At about 80 cinemas across the country yesterday, people paid $30 each to watch all five Best Picture nominees in advance of tonight's Academy Awards ceremony: in order, "Babel," "The Queen," "The Departed," "Letters From Iwo Jima" and "Little Miss Sunshine."

The AMC Best Picture Showcase, it turns out, is an event not to be enjoyed but endured.

The chain's theaters in Alexandria, Gaithersburg, Tysons Corner and Woodbridge participated, and the screenings ran from 11 a.m. till about 11:30 p.m. (The theater scheduled 15 minutes between screenings and a half-hour dinner break, and patrons wore souvenir passes that allowed them to come and go freely.)
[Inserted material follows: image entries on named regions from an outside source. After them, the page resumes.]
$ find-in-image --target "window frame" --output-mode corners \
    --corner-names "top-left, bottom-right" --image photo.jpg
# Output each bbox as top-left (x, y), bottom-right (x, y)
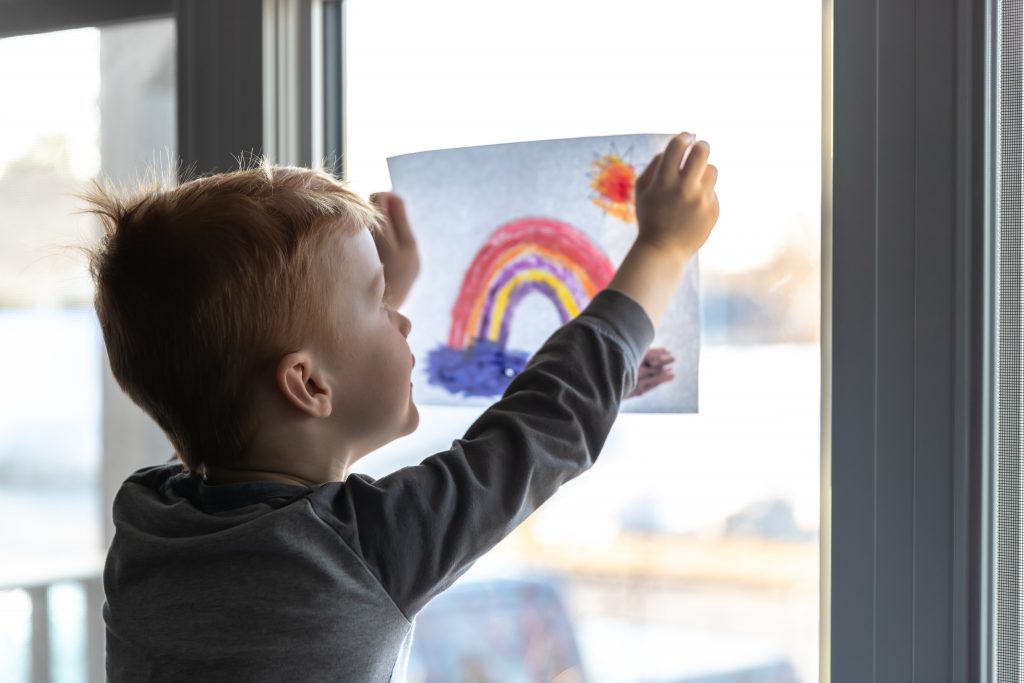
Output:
top-left (822, 0), bottom-right (992, 683)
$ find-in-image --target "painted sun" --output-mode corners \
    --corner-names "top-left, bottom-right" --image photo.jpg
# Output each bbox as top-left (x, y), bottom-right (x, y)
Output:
top-left (590, 154), bottom-right (637, 223)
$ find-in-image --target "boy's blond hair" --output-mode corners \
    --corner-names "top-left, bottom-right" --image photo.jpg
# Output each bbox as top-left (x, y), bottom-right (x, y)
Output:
top-left (83, 162), bottom-right (381, 474)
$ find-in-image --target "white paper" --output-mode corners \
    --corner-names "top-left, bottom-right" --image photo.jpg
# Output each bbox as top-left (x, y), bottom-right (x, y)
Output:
top-left (388, 135), bottom-right (700, 413)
Of the 80 or so people who attended the event at Rio Cinemas 18 in Gaithersburg, many of them had similar reasons for being drawn to the Oscar-thon:

"I'm a little bit of a movie freak," said Gabriella Serrado, 24, of Gaithersburg.
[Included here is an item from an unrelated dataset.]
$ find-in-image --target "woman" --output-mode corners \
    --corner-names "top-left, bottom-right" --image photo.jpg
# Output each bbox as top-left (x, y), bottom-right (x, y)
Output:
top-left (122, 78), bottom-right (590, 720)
"I'm a film major at Towson University," said Kaya Savas, 19, of Bethesda.

"I'm a film geek," said R.J. Nickels, 34, of Silver Spring.

Nickels wouldn't even use the restroom during the films for fear of missing something -- a commitment made more difficult considering he planned to "drink as much soda as my bladder allows." He cut himself off after two bags of popcorn.

Nickels invited a couple of friends to come with him, but they declined. "I could think of nobody else that would do this," he said.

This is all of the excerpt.